Wine Style Focus: Pinot Noir

“Sex in a glass,” “hedonistic,” “made by the devil,” “the most romantic of wines,” “the most capricous, ungracious, unforgiving, fascinating grape of them all.” It’s been called all these things and many more – so what’s the deal with Pinot Noir?

It’s capable of making sublime wine, but crafting a good Pinot demands extreme care in the vineyard as well as the winery. The vines are very sensitive to soil and light conditions, susceptible to rot, tend to set fruit irregularly, and are prone to overcrop. Ferment too hot and you lose the varietal flavors; but fermenting too cool has the same effect.

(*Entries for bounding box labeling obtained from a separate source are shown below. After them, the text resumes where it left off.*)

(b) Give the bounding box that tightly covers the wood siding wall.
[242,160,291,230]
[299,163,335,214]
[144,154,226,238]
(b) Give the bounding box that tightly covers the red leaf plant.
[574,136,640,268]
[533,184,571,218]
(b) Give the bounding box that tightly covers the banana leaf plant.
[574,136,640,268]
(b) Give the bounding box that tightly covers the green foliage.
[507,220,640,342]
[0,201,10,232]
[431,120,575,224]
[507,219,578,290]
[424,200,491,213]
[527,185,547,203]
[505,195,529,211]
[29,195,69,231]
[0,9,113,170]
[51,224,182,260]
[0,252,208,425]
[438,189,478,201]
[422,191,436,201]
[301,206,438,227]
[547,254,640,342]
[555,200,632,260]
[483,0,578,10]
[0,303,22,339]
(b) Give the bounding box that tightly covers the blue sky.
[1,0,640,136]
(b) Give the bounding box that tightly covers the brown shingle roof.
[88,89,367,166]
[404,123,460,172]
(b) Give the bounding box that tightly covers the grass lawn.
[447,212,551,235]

The reward for braving all that oenological danger is a layered and astonishing tapestry of flavors: ripe raspberry and strawberry, currant, black cherry, spice, dark fruit, earth, truffle, wood, and wild game woven together with lively acidity and velvety tannin in a light- to medium-bodied wine that can stand up to the same food pairings as a heavyweight Cab or Syrah.

For many, Pinot Noir finds its classic expression in Burgundy, where the Pinots of the Côte de Nuits are grown in chalky marl and exhibit exotic fruit, vegetal, and farmyard character in the nose and silky richness in the glass. However, this classic grape has taken root all across the globe, from Ontario to Australia, Austria to Oregon. In countries like Chile you’ll find a lighter, fruitier, and softer style. In the Martinborough region of New Zealand and California’s Sonoma Valley, Pinot Noir takes on more weight and color to create a powerful, fruit-forward, but still smooth and nuanced wine.

Pinot Noir is arguably the ultimate food wine: its combination of structure and delicacy make for a virtually unlimited number of pairing possibilities. It can partner brilliantly with venison, game birds, braised cuts of fatty red meat (Boeuf Bourgingnon!), and sausages; but its softness also lends it to matchings with grilled fish (planked salmon!), poultry, and soft cheeses. Its spicy, smoky, and earthy elements can find a companion in teriyaki, mushrooms or truffles, mustard-glazed pork loin, heavily herbed dishes like bisteca al Fiorentina or cacciatore, fruit, and roasted root vegetables.